Tokyo-based arms expert Lance Gatling of Nexial Research shares the same point of view. The missile was flying above Japan at a very high altitude and at a very high speed. At an altitude of about 550 kilometres above Hokkaido, the missile was barely within reach of the SM-3 (Japanese naval interceptors – ed.) As for the Aegis system, it was supposed to be in a particular place at a particular time to be able to shoot the North Korean missile down, the expert told Deutsche Welle.
The Americans have the ground-based Midcourse Defense complex to protect the continental part of the USA. The system is capable of striking missiles in space. However, the system struck only a half of targets during trials.
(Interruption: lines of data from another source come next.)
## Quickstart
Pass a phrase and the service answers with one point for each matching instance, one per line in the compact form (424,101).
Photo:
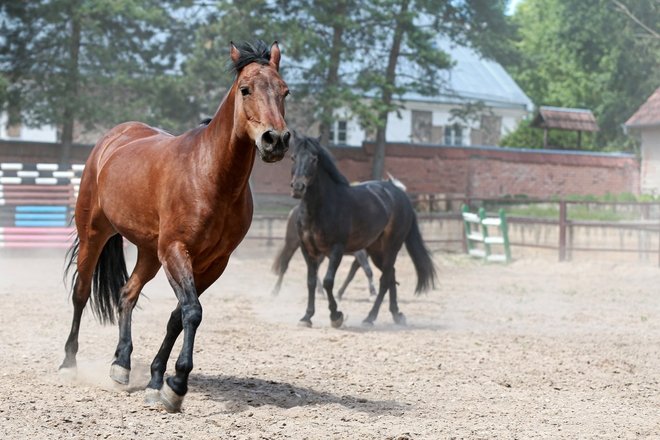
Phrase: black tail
(421,256)
(110,275)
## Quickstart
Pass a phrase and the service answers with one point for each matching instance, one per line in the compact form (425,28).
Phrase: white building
(19,132)
(498,102)
(646,122)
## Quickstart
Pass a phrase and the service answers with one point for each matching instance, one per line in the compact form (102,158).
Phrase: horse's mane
(257,52)
(326,161)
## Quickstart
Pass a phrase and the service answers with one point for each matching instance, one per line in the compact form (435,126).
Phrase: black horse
(337,218)
(291,245)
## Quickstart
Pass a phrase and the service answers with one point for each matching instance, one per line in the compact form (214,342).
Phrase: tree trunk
(332,78)
(378,161)
(71,90)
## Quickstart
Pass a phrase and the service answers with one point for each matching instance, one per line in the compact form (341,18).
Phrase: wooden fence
(37,201)
(36,204)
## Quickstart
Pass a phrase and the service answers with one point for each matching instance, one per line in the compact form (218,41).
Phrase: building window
(422,127)
(338,132)
(454,135)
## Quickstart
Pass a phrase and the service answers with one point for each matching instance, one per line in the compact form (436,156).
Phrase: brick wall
(35,152)
(478,172)
(472,171)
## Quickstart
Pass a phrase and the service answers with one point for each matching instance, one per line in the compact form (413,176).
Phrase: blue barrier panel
(38,216)
(33,223)
(28,208)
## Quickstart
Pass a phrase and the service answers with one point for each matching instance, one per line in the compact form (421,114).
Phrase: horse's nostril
(267,137)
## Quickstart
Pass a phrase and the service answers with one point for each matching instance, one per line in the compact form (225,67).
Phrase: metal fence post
(562,230)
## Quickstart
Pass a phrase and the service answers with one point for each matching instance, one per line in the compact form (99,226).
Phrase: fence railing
(36,204)
(37,201)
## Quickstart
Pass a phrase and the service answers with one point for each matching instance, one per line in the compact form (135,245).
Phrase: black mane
(257,52)
(326,161)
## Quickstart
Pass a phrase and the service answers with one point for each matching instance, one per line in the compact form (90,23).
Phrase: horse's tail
(109,277)
(421,256)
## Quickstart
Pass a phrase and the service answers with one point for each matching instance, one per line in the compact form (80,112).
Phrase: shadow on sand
(243,393)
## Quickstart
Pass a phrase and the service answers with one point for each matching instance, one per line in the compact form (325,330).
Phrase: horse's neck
(226,157)
(322,198)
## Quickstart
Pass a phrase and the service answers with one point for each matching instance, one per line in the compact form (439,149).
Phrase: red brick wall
(477,172)
(35,152)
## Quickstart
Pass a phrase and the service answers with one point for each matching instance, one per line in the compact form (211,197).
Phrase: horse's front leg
(145,269)
(337,252)
(312,271)
(178,268)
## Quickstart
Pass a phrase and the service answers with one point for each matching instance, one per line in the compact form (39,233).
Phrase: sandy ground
(536,349)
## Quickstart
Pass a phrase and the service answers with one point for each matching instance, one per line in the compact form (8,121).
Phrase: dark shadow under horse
(336,218)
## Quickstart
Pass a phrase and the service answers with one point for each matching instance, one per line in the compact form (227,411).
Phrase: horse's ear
(275,56)
(234,53)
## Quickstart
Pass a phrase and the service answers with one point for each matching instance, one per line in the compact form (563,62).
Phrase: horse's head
(259,94)
(305,165)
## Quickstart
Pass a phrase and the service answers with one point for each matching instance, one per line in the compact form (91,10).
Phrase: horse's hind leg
(336,317)
(351,274)
(387,280)
(399,318)
(89,250)
(145,269)
(362,258)
(174,328)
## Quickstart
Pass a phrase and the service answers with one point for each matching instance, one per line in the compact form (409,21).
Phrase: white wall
(650,174)
(46,133)
(399,126)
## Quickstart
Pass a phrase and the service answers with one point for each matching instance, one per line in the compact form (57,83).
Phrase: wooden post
(562,230)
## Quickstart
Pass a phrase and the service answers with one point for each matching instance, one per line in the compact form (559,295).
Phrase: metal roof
(648,114)
(565,119)
(472,78)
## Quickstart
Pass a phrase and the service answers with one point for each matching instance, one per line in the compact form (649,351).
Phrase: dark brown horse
(185,202)
(291,245)
(337,218)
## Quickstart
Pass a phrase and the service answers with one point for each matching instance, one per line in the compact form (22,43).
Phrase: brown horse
(185,202)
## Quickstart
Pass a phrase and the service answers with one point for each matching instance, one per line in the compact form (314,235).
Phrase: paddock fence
(37,202)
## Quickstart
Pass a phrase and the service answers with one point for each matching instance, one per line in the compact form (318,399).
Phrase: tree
(87,62)
(587,54)
(404,55)
(320,47)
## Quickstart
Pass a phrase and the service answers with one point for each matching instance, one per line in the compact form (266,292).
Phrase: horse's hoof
(336,323)
(119,374)
(169,399)
(151,396)
(68,373)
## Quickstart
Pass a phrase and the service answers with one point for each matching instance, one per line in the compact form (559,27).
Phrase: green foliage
(587,54)
(89,61)
(526,136)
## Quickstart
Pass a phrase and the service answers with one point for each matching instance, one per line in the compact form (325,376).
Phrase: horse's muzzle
(273,144)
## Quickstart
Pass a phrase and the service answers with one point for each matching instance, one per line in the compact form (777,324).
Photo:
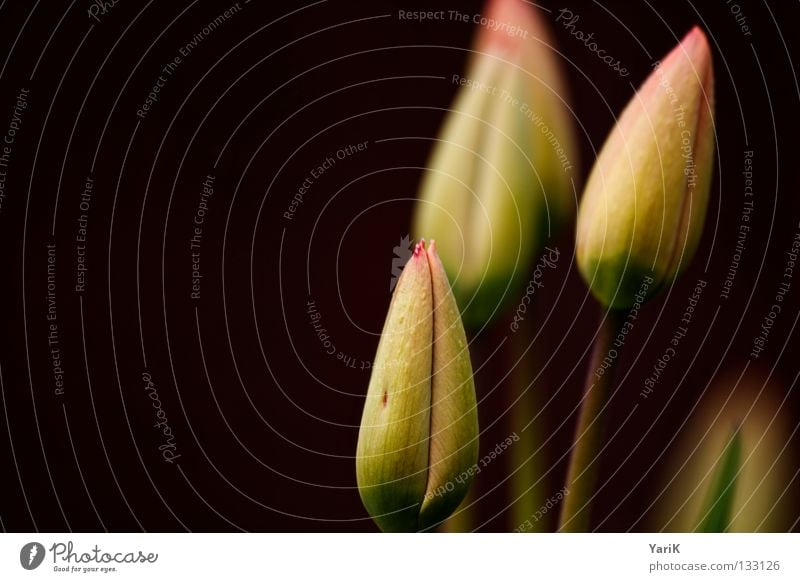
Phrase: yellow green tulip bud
(418,443)
(498,180)
(734,467)
(645,202)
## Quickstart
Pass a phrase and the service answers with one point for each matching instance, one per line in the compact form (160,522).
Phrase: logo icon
(402,252)
(31,555)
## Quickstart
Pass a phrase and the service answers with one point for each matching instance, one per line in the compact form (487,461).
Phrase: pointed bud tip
(694,46)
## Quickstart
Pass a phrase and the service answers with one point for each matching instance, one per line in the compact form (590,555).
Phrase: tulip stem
(582,473)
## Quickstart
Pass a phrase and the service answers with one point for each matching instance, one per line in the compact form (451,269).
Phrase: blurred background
(206,371)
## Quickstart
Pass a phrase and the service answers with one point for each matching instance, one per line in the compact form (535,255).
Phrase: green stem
(582,473)
(525,466)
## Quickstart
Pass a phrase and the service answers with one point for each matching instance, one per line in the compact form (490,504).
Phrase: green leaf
(716,512)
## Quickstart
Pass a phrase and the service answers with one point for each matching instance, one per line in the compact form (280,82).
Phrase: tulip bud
(418,443)
(735,463)
(498,180)
(644,205)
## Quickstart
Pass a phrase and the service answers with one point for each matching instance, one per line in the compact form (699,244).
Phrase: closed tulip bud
(498,180)
(734,466)
(645,202)
(418,443)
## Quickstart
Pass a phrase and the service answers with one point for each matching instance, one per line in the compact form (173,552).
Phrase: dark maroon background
(266,428)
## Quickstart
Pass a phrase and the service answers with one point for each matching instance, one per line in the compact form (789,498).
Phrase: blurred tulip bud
(645,202)
(498,181)
(734,468)
(418,443)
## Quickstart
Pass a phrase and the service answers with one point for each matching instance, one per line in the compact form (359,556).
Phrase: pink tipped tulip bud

Eventually, there was an obvious explanation made: space is not affiliated with any country under international law.
Even though launching a missile over the territory of another country is an unfriendly and illegal gesture, but consequences of unsuccessful interception would be immense, Gatling believes. Tokyo had invested heavily in the development of its missile defence system. The Japanese exclude an unsuccessful operation at this point, which would make North Korea believe even more in the invulnerability of their missiles.
If the Americans launched Aegis interceptor missiles to destroy North Korean missiles during takeoff, they could fly toward the Russian territory and would need to be intercepted over Russian territorial waters, Russian experts suggested.
“This is an unprofessional point of view version,” Konstantin Sivkov, a corresponding member of the Russian Academy of Missile and Artillery Sciences, told Pravda.Ru. The general course of the flight of the antimissile would be directed from the territory of Russia rather than towards it, because an antimissile follows a ballistic missile, he explained.
“The speed of the Aegis Standard-3 interceptor missile is about four kilometres per second. The starting Korean missile gains the same speed literally within several seconds. North Korean missiles blast off from the central part of the peninsula. Thus, the Aegis system would need to detect the fact of the launch of those missiles and then pursue them. For this purpose, one needs to bring an Aegis system at a distance of not more than 50-100 kilometres to the prospective target,” Konstantin Sivkov said.
As we can see, Kim Jong Un does not risk anything when he launches his missiles. He will continue doing so until someone either strikes a preemptive blow on Pyongyang or sits down to negotiate with Kim. Economic sanctions will not help, because the North Koreans have been living under the conditions of international isolation for long.